Итак, к началу 60-х годов Константин Георгиевич выпустил уже шесть книг «Повести о жизни». Хотел продолжать работу дальше, но...

Мы так и не увидели новых книг, где могли бы прочесть о путях-перепутьях писателя в годы Великой Отечественной, об «оттепели», альманахе «Тарусские страницы», заграничных поездках — да мало ли о чем еще важном и интересном, на что «муза дальних странствий» вдохновляла «доктора Пауста».


Очарованный Тавридой

Паустовский и Крым... Судьба тесно связала писателя с этим великим «кораблем-полуостровом», который в нынешнем году отмечает третью «Русскую Весну» — возвращение в родную гавань.

«Прелесть крымской земли, — писал Константин Георгиевич, — раскрывается для иных медленно, исподволь, но завладевает надолго, навсегда. И каждый, кто побывает в Крыму, уносит с собой после расставания с ним сожаление и легкую печаль, какую вызывает воспоминание о детстве и надежду еще раз увидеть эту полуденную землю».

Очарованный легендарной Тавридой, Константин Георгиевич искал здесь «покоя, размышлений и поэзии».

Паустовский признавался: «Я понял, как прекрасна эта земля, омытая одним из самых праздничных морей земного шара...»

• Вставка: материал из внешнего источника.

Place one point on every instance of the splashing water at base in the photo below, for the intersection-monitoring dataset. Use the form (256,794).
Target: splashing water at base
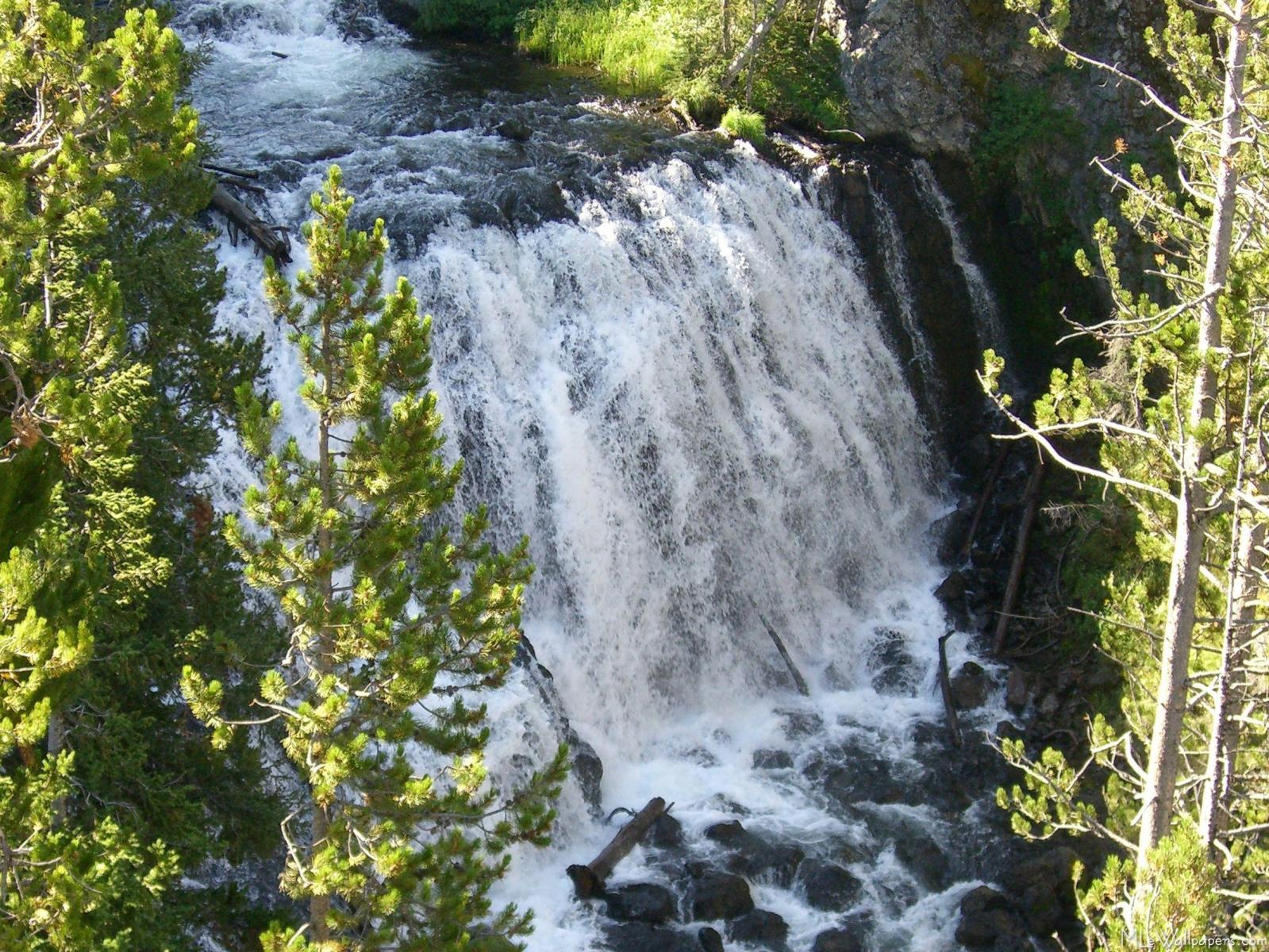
(677,382)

Следуя любимому девизу: «Жить нужно странствуя», — Константин Георгиевич в разные годы вновь и вновь приезжает в Крым.

Впервые он оказался на «райской крымской земле» в четырнадцать лет.

Свои детские воспоминания об этой поездке писатель описал в «Повести о жизни» (книга «Далекие годы», глава «Пустынная Таврида»): «...после Ялты с ее пышной набережной Алушта показалась мне скучной. Мы поселились на окраине, за Стахеевской набережной.

Каменистая земля, пахучие заросли туи, пустое море и далекие Судакские горы — вот все, что окружало нас в Алуште. Больше в Алуште ничего не было. Но и этого было достаточно, чтобы я постепенно примирился с Алуштой и полюбил ее...»

Спустя годы, в 1924-м, молодой писатель Паустовский в рассказе «Лихорадка» так изобразит Алушту: «...в Крыму Миронов жил около Алушты в пустынной даче на берегу.

Был сентябрь. Желтели магнолии, на коричневых сухих виноградниках весь день лаяли привязанные у шалашей собаки. Доносились гортанные голоса сторожей, и снова в осенней тишине, в неторопливых днях блистало море, шуршали на пляже крабы, и ржавые водоросли путались в ногах. Вода стала жгучей и крепкой, как йод...»

Во время Первой мировой, в 1916-м, Паустовскому второй раз довелось побывать в Крыму. Он посещает Бахчисарайский дворец, осматривает Чатыр-Даг, Чуфут-Кале.

Тогда же, в Крыму, Паустовский начинает писать свой первый роман «Романтики», работа над которым продолжалась почти 20 лет. «Романтики» были опубликованы лишь в 1935-м.

Основной мотив этого романа — судьба художника, который стремится преодолеть одиночество, — впоследствии встречался во многих произведениях Константина Георгиевича.

В 1933–1934 годах Паустовский живет в Севастополе, собирает материал для книги о Крыме, его истории, природе, быте. В 1936 году работа над повестью «Черное море» была завершена.

О Севастополе, куда он хотел даже переехать и поработать сторожем в Херсонесе, Константин Георгиевич написал и произнес великое множество возвышенных и вдохновенных слов.

Так, в «Беспокойной юности» его «Повести о жизни» читаем: «Мне пришлось видеть много городов, но лучшего города, чем Севастополь, я не знаю...»

На несколько лет тихим пристанищем Паустовского стал Старый Крым, где в 2005 году открыт музей писателя.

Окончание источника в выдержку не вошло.